1. [Część druga]

218 25 6
                                    


-Takaro chciałbym jeszcze przydzielić twojej drużynie misję. - Ciszę przerwał trzeci hokage, szybko przypomniała sobie o jego istnieniu i zwróciła swoją uwagę na starą, pomarszczoną twarz.

-Dopiero wróciliśmy z naprawdę ciężkiej podróży. - wygięła wargi w niezadowoleniu. Co ten staruch sobie wyobrażał? Myślał, że jako starszy hokage ma prawo zamęczać młodszych shinobi? 

-Tak, tak, ale tylko wy dacie sobie radę. - uśmiechnął się - Jesteście zgrani i dzięki temu bardzo silni. Nowi genini powinni brać przykład z twojej drużyny. - Jak zawsze zapomniał wspomnieć o ciężkich treningach do utraty sił. Nawet ona ćwiczyła każdego dnia wypruwając z siebie resztki energii aby pokazać swoim ulubieńcom, że dzięki pracy i samozaparciu można stać się niezwyciężonym i szanowanym ninją.

-Eh, a zresztą życzeniem pana feudalnego było to abyś właśnie ty go ochraniała jako jeden z silniejszych jouninów. - podrapał się z zakłopotaniem. Tego się mogła domyśleć, ułożona i szanowana shinobi, która potrafi zabić każdego w mgnieniu oka, a co najważniejsze znała swoje miejsce. Przez lata traktowała Konohę jako coś najlepszego co mogło ją spotkać, więc była jej oddana i wierna. Niestety hokage często naciągał to na swoją korzyść. Kiedy pomyślała o starym i nieznośnym panie feudalnym drgnęła jej powieka. Mężczyzna czepiał się dosłownie wszystkiego, uwielbiał się też afiszować swoją pozycją. 

-Chronić pana feudalnego? Super! Staruchu nasza drużyna powinna iść na tę misję! Dattebayo! - skrzywiła się słysząc piskliwy głos. Hatake szybko zareagował i uderzył książką w głowę swojego ucznia. 

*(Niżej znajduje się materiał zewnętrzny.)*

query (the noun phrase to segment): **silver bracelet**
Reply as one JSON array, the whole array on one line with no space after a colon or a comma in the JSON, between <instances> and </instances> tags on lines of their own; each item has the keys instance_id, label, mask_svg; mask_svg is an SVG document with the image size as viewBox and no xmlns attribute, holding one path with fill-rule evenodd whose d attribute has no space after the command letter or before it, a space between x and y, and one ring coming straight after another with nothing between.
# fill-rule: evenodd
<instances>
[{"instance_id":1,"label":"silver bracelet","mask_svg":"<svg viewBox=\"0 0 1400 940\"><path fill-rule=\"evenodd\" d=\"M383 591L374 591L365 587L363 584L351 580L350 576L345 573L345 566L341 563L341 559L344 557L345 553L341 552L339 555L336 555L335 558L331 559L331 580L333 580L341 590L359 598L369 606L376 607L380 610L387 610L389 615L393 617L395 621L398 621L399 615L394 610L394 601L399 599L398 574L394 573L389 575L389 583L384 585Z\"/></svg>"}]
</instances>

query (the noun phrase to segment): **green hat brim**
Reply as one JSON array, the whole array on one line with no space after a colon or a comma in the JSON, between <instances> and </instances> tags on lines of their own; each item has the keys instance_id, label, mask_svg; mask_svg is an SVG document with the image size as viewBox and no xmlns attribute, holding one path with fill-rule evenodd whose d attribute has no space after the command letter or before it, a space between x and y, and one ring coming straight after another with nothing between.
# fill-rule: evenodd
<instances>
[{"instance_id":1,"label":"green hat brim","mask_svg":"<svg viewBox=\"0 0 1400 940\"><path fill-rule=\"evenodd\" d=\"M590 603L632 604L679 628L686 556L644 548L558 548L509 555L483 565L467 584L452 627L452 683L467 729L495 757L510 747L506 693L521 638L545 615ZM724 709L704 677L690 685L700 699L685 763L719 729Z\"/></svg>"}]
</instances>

-Naruto, Naruto. Jesteście świeżo upieczonymi geninami i nie możecie wyruszyć na tak niebezpieczną misję - pouczył go. Blondyn wydął policzki w niezadowoleniu. Takara widząc młodego Uzumakiego szybko przywołała wspomnienia z ich pierwszych misji. Kiedy jeszcze Shin był małym wrzodem. Na szczęście po paru groźbach i wielu godzin treningu wyplewiła z niego to idiotyczne zachowanie. A może po prostu zaczął dorastać. Nie była pewna. Tak dużo stało się przez ostatni rok, że sama zaczęła się gubić.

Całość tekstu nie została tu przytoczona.